Before the 2012 Act, the industry would traditionally have spoken about corporate social responsibility (CSR), the familiar term for a wide range of activities that are somewhat difficult to measure. Some people still see social value as a PR exercise, but the reality is it’s now quantifiable and embedded in every project in the built environment. Software such as our own Social Profit Calculator is able to tell you the impact of a project; but the challenge of identifying what good social value looks like still remains.

Nuanced understanding

The answer is that good social value looks different from place to place. What will greatly benefit one community may not be the biggest priority for another. We need to consider these geographical and community-based differences when looking at social impact.

This is where SMEs can really come into their own in the construction supply chain. These organisations will be key to social value provision at a local level because they better understand the specific areas in which they work. Such smaller businesses in the supply chain will therefore be well placed to help larger organisations understand the true impact of their projects on the ground.

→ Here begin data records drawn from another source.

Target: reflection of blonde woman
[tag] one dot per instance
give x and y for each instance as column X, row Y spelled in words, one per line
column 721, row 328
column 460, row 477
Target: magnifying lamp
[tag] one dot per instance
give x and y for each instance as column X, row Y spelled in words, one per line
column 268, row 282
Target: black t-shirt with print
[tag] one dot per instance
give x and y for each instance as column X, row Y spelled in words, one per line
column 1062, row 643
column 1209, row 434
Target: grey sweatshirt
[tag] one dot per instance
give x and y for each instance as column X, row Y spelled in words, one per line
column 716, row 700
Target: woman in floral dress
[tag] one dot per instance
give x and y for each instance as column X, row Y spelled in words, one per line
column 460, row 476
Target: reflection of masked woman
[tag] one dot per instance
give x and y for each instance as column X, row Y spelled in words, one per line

The new measures for social value calculation recently announced by the government are also fostering a better understanding of true social value, and providing it in a way that makes sense to the local community. Central government is now required to go further than the bare minimum in social value demonstration, with each iteration of procurement policy notes requiring more metric reporting than the last, ensuring that all its major procurements explicitly evaluate social impact, where appropriate, rather than just considering it.

As Westminster is behind this piece of legislation, we can in the not so distant future expect local authorities and other public-sector organisations to have the same requirements. As an industry construction must respond, by beginning to consider how to demonstrate positive social impact without overclaiming its successes.

Social Profit Calculator is striving to ensure that it is improved in line with this legislation so that we can provide an accurate measurement of social value. We’re also developing a Smart Construction Calculator, which sees us working with companies from throughout the supply chain to collect historical data on the social impact of modern methods of construction and create a benchmark for new and upcoming projects.

The key is collaboration: if businesses are more forthcoming with information and work together to develop these benchmarks, we can get a true picture of what good social value means in every area of the country.

“Good social value looks different from place to place; what will greatly benefit one community may not be the biggest priority for another”

katie@cartwrightcommunications.co.uk

From RICS

Measuring social value is also at the heart of a comprehensive new Value Toolkit that RICS is currently developing for the UK government in collaboration with bodies including RIBA, CIOB, Social Value UK and led by the Construction Innovation Hub. This toolkit builds on the work done by the Construction Leadership Council Procuring for Value Working Group, and seeks to ensure that clients of the government and other organisations consider the environmental, human and financial impacts of projects alongside social value, as part of balanced, informed decision-making.